The microbiome profile is highly susceptible to changes if it is handled improperly or exposed to unfavourable environmental conditions during the collection and shipping process. These changes to the microbiome profile could lead to missed or inaccurate discoveries. The only way to be completely assured that your data is accurate is to have the microbiome sample stabilized and protected from the moment of collection.
Since microbiome is a relatively new area of research, its foundational knowledge is still being developed. If incorrect data is produced and leveraged as the baseline in the early stages of microbiome discovery, then the future of the science could be built on false assumptions. The risk of creating an inaccurate baseline increases the need for all experts in the field to focus on obtaining a true “snapshot” of the microbiome in order to achieve correct and reproducible results.
Infectious Disease: Optimizing Samples for Accurate Results
Advances in infectious disease diagnostics and treatment are driven by research in several areas, including pathogen-host interaction, biomarkers, pathogen epidemiology, public health and clinical research. No matter the area of infectious disease research involved, sample quality is fundamental to successful discoveries.
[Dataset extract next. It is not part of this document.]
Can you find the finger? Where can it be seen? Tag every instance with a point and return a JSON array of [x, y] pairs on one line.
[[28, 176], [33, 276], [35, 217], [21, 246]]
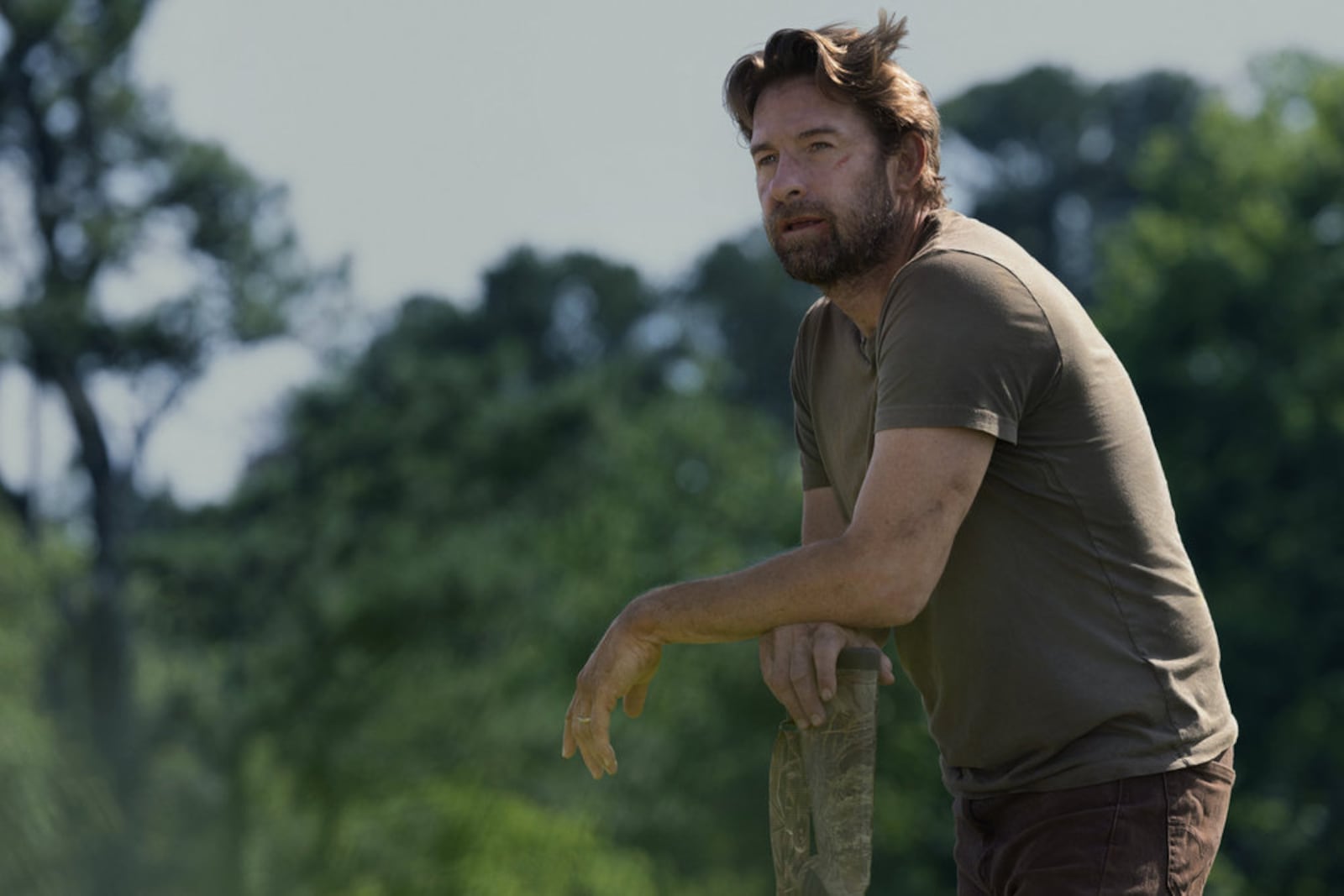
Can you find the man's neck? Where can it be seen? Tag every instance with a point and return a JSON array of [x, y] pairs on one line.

The research methods underpinning new discoveries must be as technically accurate and sensitive as possible to provide a clear and reproducible view of the biological targets and pathways being observed. Research outcomes can be impacted by sample quality and target stability, by the abundance of available target and the ability to access it, as well as by the sensitivity of methods used to detect and quantify the target.
Samples can be impacted by harsh environmental conditions, disrupted cold chain and time delays involved in shipping and storage. These conditions can be expected when collecting samples in high-burden, low resource settings where much infectious disease research takes place. Low quality samples can provide false negatives, leading to inaccurate findings and conclusions.
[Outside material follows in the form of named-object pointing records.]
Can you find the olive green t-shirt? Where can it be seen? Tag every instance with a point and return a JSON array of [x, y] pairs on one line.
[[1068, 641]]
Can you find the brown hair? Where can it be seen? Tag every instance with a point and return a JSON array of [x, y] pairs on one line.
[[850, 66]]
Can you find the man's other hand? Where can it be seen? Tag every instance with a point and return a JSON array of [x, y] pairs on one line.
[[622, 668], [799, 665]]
Immediate stabilization of samples and targets at point of collection ensures the highest quality starting material for critical research. Stabilization methods that fully preserve a sample for days at ambient temperature are optimal for studies that collect samples outside of the hospital or lab and require transport to a centralized location for analysis. Reliable ambient temperature stabilization of samples enables researchers to collect, transport and store more high quality samples and eliminates the need for cold chain. Increased efficiency both inside and outside the lab decreases costs and complexity of sample management while supporting process batching and increases safety for medical and laboratory resources.
In summary
Scientific discovery is only valuable if the data used to produce new knowledge is accurate. Technology has afforded us the ability to carry out research more quickly and on a larger scale than ever before—unfortunately, in the words of Dr. Carolyn Compton, it has also allowed us to “get the wrong answers with unprecedented speed.” It is absolutely vital that scientific discovery be accurate and reproducible in order to avoid false conclusions.
The ability to collect and process reliable, trustworthy samples is the most important challenge to genetic discoveries. In future blog posts we will discuss how DNA Genotek is committed to overcoming this obstacle as well as many other challenges faced by the scientific community surrounding sample collection, stabilization, transportation and preparation to ensure your results are truly correct and reproducible, “right from the start”.